State Conservationist Ivan Dozier recently announced the launch of a new Water Quality Initiative committed to improving three impaired watersheds in Illinois. USDA's Natural Resources Conservation Service will manage the initiative by making financial assistance available to farmers and forest landowners in the priority watersheds.
"With the help of our partners, we've selected three watersheds that are impaired but well positioned and ready to make critical changes that will significantly improve water quality," Dozier explains.

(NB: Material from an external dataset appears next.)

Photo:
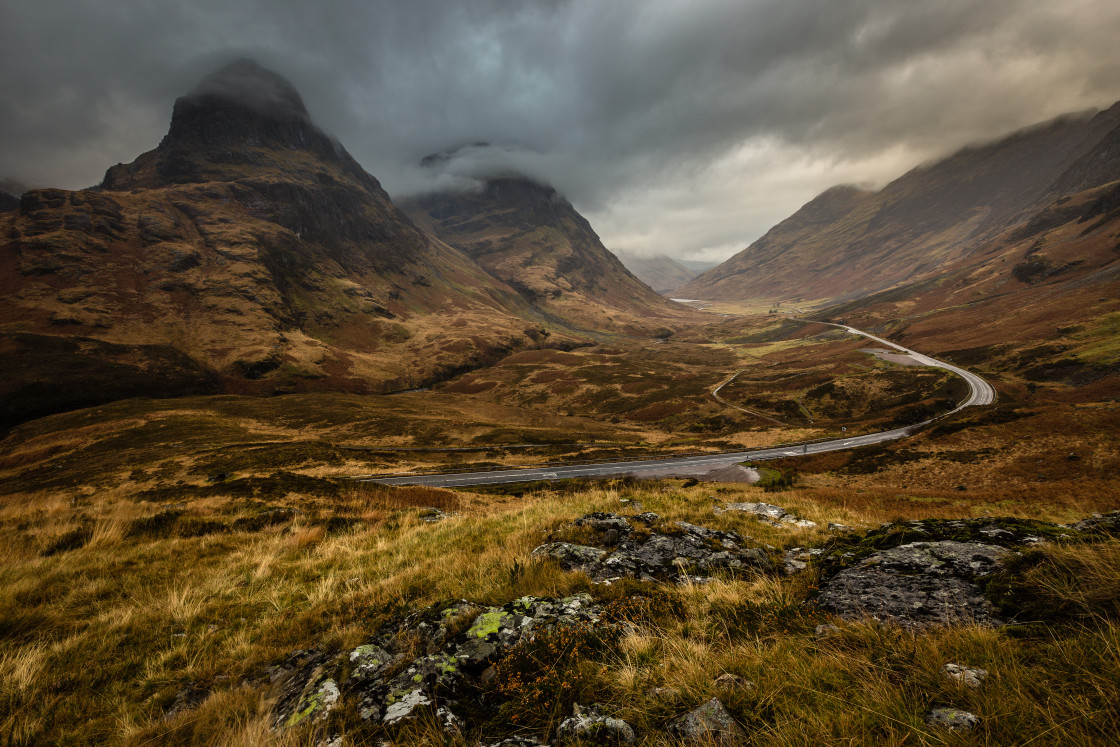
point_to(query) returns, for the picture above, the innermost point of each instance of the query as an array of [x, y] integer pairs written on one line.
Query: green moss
[[486, 624]]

- Douglas Creek Watershed, 14,300 acres in St. Clair County
- Crooked Creek-Bon Pas Watershed, 33,266 acres in parts of Richland, Wabash, Edwards, & Lawrence Counties
- Lake Vermilion Watershed, 17,656 acres in Vermilion County
Through this effort, eligible producers can invest in voluntary conservation practices to help provide cleaner water for their neighbors and communities. Using funds from the Environmental Quality Incentives Program, NRCS will provide financial and technical assistance to producers for implementing conservation practices such as cover crops, filter strips and nutrient management plans in watersheds with impairments where focused federal investments can make a difference in improving water quality.
"American farmers are good stewards of the environment, especially when they have the tools they need to protect or improve fish and wildlife habitat and water quality," says NRCS Chief Dave White. "We look forward to collaborating with producers in key watersheds to help them have a positive impact on streams with impaired water quality."
All three Illinois watershed areas are of modest size and include diverse landscapes and land uses. Watersheds include working farmland, grazing land, private homes, and community areas used by the public for businesses, tourism, and other land uses.
The Illinois sites cover more than 65,000 acres and include a variety of valuable water sources and creeks, wildlife and aquatic species, trees and forested areas, as well as soil and other natural resources. All three sites have been identified as impaired with degraded water quality issues in need of attention.
NRCS accepts applications for financial assistance on a continuous basis throughout the year. There will be one ranking period for the Water Quality Initiative on June 15, 2012. NRCS will rank all submitted proposals for funding consideration. This summer, NRCS will notify all applicants of the results of the rankings and begin developing contracts with selected applicants.